Ines Häfliger
Ines Häfliger
Die Zeiten, als nur Punks oder Rocker tätowiert waren, sind längst vorbei. Die Tinte unter der Haut ist salonfähig geworden. Dementsprechend bunt durchmischt ist die Klientel: «Den durchschnittlichen Kunden gab es einmal vor 30 Jahren. Das ist heute vorbei», so Luc Grossenbacher, Präsident vom Verband Schweizerischer Berufstätowierer (VST). Auch die Tattoostudios haben sich gewandelt. Paradebeispiel ist das Zürcher Körperkunstimperium «Giahi». Dessen Filialen ähneln Designausstellungen – die schäbige Hinterhofatmosphäre sucht man hier vergebens.
Das Luxus-Konzept scheint anzukommen: Die Giahi AG besitzt zwei Filialen in Zürich sowie je eine in Winterthur und Basel. Mit rund 530 Quadratmetern ist das Tattoo- und Piercingstudio an der Zürcher Löwenstrasse das grösste seiner Art in Europa. Kommenden Frühling expandiert die Zürcher Tattoo-Kette nach Luzern.
«Mit unserem Konzept zielen wir nicht bloss auf Personen aus der Tattooszene. Wir wollen die Kunstform allen zugänglich machen».
Giada Ilardo
Die neue «Giahi»-Filiale liegt inmitten der Luzerner Altstadt an der Grabenstrasse 1 – vis-à-vis von der Confiserie Heini und dem Schokoladengeschäft Läderach am Falkenplatz. Sie ersetzt die frühere Falken-Apotheke. Diese musste Ende Juni ihre Pforten schliessen, als der neue Liegenschaftseigentümer einen höheren Mietzins einforderte (wir berichteten). In der zweistöckigen «Giahi»-Filiale soll nicht nur gepierct und tätowiert, sondern auch konsumiert werden. Dafür sorgen eine Snackbar und ein Accessoire-Shop. Letzterer wird Piercings, Schmuckstücke und Uhren anbieten – kreiert von Giada Ilardo, der Firmengründerin persönlich.
Firma ist bis zu 10 Millionen wert
Ilardo ist eine bekannte Grösse in der Branche, 2016 schätzte das Wirtschaftsmagazin «Bilanz» den Unternehmenswert auf 5 bis 10 Millionen. Ihren Erfolg hat sie sich hart erarbeitet: Mit nur gerade 16 Jahren gründete Giada Ilardo in Altstetten ihr erstes Tattoostudio.

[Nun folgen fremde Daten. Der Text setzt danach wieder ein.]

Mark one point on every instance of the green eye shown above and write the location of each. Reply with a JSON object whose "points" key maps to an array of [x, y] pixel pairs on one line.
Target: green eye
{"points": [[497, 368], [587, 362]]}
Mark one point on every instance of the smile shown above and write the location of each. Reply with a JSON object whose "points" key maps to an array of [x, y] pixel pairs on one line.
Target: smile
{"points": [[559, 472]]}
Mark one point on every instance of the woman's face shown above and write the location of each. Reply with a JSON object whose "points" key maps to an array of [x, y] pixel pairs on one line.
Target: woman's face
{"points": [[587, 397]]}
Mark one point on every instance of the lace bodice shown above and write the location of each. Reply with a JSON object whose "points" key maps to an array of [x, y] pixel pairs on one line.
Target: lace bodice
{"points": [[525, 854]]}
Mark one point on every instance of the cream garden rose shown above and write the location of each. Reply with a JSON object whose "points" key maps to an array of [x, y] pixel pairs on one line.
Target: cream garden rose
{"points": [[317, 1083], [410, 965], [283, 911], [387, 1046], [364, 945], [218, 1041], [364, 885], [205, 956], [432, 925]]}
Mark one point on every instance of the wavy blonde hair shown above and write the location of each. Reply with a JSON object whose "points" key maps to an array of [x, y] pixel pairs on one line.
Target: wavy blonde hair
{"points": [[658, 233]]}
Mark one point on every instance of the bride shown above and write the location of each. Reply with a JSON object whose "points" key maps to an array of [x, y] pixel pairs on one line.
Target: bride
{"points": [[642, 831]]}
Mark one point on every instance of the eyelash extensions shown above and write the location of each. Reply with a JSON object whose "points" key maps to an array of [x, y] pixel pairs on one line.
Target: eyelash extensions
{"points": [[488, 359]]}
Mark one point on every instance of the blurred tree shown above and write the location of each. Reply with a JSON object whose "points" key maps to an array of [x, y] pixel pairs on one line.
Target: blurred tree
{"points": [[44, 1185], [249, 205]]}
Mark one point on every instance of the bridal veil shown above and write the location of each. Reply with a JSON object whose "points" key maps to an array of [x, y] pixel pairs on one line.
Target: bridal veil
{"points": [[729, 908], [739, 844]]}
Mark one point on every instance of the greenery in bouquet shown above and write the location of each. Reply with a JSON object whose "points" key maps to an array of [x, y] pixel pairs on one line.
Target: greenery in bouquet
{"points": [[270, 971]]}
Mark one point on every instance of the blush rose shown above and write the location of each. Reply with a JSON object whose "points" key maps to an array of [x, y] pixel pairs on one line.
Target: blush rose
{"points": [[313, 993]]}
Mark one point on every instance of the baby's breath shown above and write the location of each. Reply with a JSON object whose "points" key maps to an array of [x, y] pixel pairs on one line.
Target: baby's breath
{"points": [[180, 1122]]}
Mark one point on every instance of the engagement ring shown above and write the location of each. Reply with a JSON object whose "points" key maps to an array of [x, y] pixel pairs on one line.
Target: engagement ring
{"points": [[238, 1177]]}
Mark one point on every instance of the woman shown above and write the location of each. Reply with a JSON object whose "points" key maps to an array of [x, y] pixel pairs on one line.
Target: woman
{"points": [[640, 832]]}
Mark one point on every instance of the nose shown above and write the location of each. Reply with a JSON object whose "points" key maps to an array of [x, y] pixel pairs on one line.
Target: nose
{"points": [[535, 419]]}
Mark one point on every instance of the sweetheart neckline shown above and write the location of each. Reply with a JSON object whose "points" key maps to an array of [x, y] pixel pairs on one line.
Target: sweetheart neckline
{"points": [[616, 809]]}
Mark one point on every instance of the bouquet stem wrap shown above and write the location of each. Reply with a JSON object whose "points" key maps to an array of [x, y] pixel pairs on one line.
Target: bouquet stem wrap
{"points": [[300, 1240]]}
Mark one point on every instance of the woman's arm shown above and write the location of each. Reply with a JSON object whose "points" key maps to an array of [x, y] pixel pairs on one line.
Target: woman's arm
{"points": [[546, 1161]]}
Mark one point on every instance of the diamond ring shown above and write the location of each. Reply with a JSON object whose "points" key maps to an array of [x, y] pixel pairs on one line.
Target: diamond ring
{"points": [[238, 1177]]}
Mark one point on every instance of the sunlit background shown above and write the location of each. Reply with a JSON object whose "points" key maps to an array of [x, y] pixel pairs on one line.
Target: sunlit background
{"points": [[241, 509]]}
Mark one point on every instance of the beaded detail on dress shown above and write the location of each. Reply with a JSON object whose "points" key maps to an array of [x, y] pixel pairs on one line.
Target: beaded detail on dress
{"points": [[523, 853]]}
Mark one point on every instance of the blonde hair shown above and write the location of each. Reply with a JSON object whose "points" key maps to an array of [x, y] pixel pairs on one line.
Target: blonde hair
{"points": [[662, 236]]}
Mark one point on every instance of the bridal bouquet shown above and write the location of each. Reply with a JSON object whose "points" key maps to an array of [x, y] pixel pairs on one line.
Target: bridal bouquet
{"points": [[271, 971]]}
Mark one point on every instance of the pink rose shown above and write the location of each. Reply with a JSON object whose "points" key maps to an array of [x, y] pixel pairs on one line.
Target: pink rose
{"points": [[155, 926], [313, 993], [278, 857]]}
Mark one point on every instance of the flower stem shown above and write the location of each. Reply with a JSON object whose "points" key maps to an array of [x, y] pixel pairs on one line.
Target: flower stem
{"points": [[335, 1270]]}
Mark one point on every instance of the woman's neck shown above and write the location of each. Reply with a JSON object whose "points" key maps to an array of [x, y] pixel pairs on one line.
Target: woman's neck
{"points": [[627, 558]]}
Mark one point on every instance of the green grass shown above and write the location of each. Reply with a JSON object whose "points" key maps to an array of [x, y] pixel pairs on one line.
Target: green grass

Alles was sie damals hatte, waren 1000 Franken Startkapital von ihrer Mutter. Eine Lehre schloss die Tochter italienischer Einwanderer nie ab. Die Kunden kamen trotzdem. Auch prominente: So liessen sich bereits der Sänger Pete Doherty und der US-Rapper Kendrick Lamar bei «Giahi» tätowieren. «Mit unserem Konzept zielen wir nicht bloss auf Personen aus der Tattooszene. Wir wollen die Kunstform allen zugänglich machen», erklärt Giada Ilardo. So hebe man sich von der Konkurrenz ab.
Auch von der Luzerner: Rund 20 offizielle Tattoostudios buhlen heute in der Stadt um potenzielle Kundschaft. Eines davon, das Star Tattoo Luzern, liegt sogar direkt gegenüber am Falkenplatz; zwei weitere befinden sich in der Nähe.
«Dieser frische Wind kann der Stadt nur guttun.»
Josef Williner, Präsident der City-Vereinigung Luzern, sieht die Verdichtung von Tattoostudios in der Altstadt gelassen: «Die Differenzierung von der Konkurrenz ist ein üblicher Mechanismus im Detailhandel.» Schliesslich könnten auch unzählige Kleidungsläden nebeneinander bestehen. Als Vertreter des Luzerner Gewerbes begrüsst Williner die neue Filiale aus zwei Gründen: Einerseits sei es gut, dass keine Räumlichkeiten in der Innenstadt leer stehen würden. Zudem locke das neue Tattoo- und Piercingstudio ein junges Publikum nach Luzern. «Dieser frische Wind kann der Stadt nur guttun.»